Surround Vote Matching

| deep dive in surround vote matching problem, by @protolambda.

Attestations can "surround" other attestations in ETH 2.0. And this is a slashable offence. However, since there can be long delays, and there are many attestations, it is hard to match attestations with the complete set of known attestations, to find these surround votes.

And with considerable numbers (8 months of data worth 54.000 epochs, with approx. 300.000 validators), it is important to be space-efficient with the surround vote matching.

Definition

Surround vote definition:

s: source
t: target

a surrounds b if: s_a < s_b < t_b < t_a

s < t is a pre, so the condition can also be:

s_a < s_b and t_b < t_a

Problem

An attestation is really a (t, s) point. And finding related points, is a geo-spatial problem.

This point can be visualized:

for an existing point x and a new point p:

I: s_x > s_p and t_p < t_x. A.k.a. x > p. So p is an old attestation.
II: s_x < s_p and t_p < t_x. x surrounds p.
III: s_x < s_p and t_p > t_x. A.k.a. p > x. So p is a new attestation.
IV: s_x > s_p and t_p > t_x. A.k.a. s_p < s_x and t_x < t_p. p surrounds x.

The t_p = t_x line are double votes (except where s_p = s_x).

The s_p = s_x line is free: any target goes if the source is right.

The s_p = s_x && t_p = t_x point is the same attestation (if you ignore the crosslink / metadata).

The s > t case is simply invalid, attestations are required to have a newer target than source.

Note that the s = t line (or s + 1 = t really) is the ideal: attestations build right on the last epoch, and everything is justified and finalized quickly.

The father you go from s = t, the worse your attestation is. This also results in higher density of attestations near this line. But in chaotic times, an attestation may fork off, and stray away.

And, as you move away from s = t with a new attestation, the area IV grows: you can surround your earlier vote if you backtrack to an earlier source while voting for a new target.

Geo-spatial matching

To make use of the s > t space in the matching, the axis can be transformed to move it out of bounds:

d here is some maximum distance between s and t to keep track of.

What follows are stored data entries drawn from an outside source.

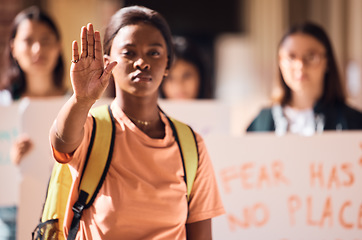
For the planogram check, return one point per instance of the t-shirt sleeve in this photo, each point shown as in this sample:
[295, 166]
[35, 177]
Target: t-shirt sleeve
[80, 153]
[205, 201]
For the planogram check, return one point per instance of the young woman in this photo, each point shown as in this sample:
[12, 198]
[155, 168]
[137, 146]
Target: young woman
[312, 97]
[188, 78]
[34, 65]
[143, 195]
[33, 68]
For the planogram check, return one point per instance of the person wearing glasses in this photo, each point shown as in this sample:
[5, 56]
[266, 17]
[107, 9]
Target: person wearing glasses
[311, 97]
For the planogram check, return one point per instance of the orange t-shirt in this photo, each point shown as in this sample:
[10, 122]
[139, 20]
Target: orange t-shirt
[144, 193]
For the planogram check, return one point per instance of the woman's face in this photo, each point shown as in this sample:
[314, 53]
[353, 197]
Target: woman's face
[183, 82]
[141, 53]
[35, 47]
[303, 64]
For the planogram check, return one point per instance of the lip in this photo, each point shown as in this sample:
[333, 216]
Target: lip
[142, 77]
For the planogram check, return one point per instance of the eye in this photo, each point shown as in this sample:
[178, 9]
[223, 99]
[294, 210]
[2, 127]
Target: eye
[154, 53]
[28, 41]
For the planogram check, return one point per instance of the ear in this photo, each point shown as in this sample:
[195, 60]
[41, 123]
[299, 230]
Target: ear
[167, 71]
[106, 59]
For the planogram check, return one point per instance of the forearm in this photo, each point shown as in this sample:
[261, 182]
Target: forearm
[67, 131]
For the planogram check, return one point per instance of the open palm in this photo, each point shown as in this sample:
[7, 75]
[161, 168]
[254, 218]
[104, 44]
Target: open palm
[88, 75]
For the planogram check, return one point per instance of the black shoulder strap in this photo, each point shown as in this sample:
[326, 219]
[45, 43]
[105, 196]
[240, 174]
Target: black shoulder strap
[97, 159]
[186, 141]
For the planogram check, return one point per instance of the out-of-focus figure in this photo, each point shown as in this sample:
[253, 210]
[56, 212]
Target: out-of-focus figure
[311, 97]
[189, 76]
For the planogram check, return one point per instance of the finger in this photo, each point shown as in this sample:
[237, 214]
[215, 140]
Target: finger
[75, 53]
[83, 36]
[108, 69]
[97, 46]
[108, 72]
[90, 40]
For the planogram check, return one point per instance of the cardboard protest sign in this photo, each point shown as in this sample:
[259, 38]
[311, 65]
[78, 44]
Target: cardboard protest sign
[37, 117]
[289, 188]
[204, 116]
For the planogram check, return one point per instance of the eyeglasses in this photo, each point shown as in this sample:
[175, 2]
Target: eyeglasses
[310, 60]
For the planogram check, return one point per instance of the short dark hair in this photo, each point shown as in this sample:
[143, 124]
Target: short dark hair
[187, 50]
[13, 77]
[133, 15]
[332, 90]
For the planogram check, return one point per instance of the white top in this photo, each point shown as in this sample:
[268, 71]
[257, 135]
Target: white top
[5, 98]
[300, 121]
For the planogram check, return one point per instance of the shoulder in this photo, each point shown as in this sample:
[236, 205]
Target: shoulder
[353, 117]
[263, 121]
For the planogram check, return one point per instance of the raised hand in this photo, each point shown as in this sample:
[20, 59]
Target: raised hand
[88, 75]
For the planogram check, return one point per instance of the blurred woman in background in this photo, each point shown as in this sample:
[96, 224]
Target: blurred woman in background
[311, 97]
[33, 68]
[189, 76]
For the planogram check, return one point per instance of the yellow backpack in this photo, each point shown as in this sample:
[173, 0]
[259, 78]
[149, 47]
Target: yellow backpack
[94, 172]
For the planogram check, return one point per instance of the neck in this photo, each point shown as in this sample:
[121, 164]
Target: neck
[41, 86]
[142, 109]
[143, 112]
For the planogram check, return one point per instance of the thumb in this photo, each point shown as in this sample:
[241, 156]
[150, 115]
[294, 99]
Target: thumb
[108, 71]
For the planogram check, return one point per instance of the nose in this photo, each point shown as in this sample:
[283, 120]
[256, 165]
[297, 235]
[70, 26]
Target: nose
[36, 47]
[298, 63]
[141, 64]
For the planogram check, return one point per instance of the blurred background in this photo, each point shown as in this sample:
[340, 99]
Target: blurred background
[240, 38]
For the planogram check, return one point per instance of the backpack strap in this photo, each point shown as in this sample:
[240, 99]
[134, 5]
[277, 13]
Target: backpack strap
[96, 164]
[186, 141]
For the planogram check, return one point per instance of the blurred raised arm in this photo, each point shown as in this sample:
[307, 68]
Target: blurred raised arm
[89, 79]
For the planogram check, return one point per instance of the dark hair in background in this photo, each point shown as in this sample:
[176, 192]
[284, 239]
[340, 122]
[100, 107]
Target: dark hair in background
[13, 76]
[188, 51]
[332, 90]
[133, 15]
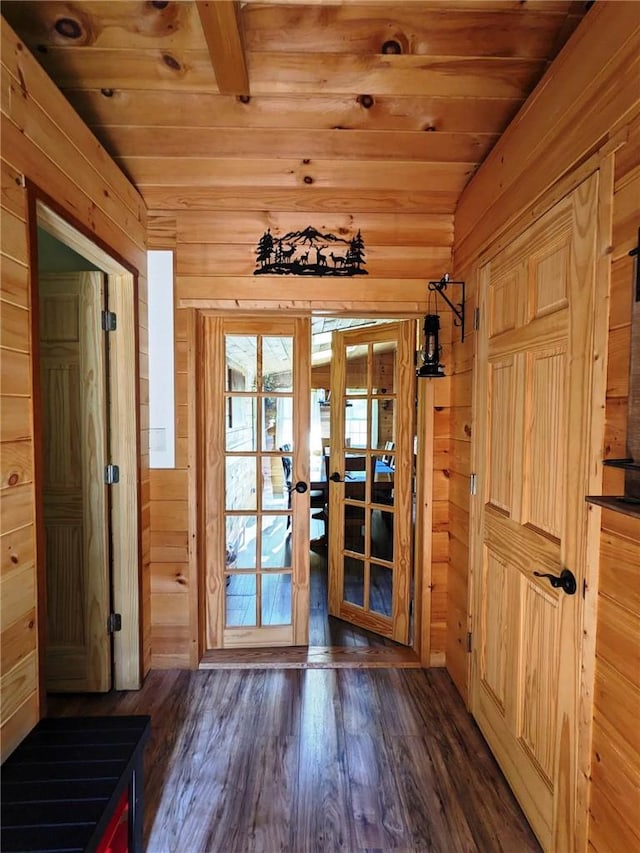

This would be something like 2 weeks, in a super exceptional case. It is also acceptable to set it lower, as the data beyond d is rare and has a higher chance of being a surround vote. So it can be handled as a special case.

Throw a quadtree at it

Now, to catch the II (surrounded by existing attestation) and IV (surrounds existing attestation) cases, we can apply some spatial search algorithm, like a quadtree:

Note: this is an aggressive approach to the problem. If the gradient from target to source is such that there are next to none attestations with a source-target distance > ~4 (it should be), then the quadtree is too much.

Also, the space complexity of the quadtree is really bad; finding a surround may be fast, but the storage costs are not worth it

This quadtree goes in full depth near the edges, but if there are no attestations in a quad, one can stop recursively going deeper. And when a quad is fully encompassed, the full set of attestations corresponding to the quad can be returned.

A quadtree is square however; it does not go beyond d in width, so future attestations would be out of bounds. This is avoided by defining chunks, each d * d in size:

And then you binary search the chunks based on target epoch, and select the two chunks to search in (for any point p in the chunk, the II and IV areas can only overlap one more neighbour chunk)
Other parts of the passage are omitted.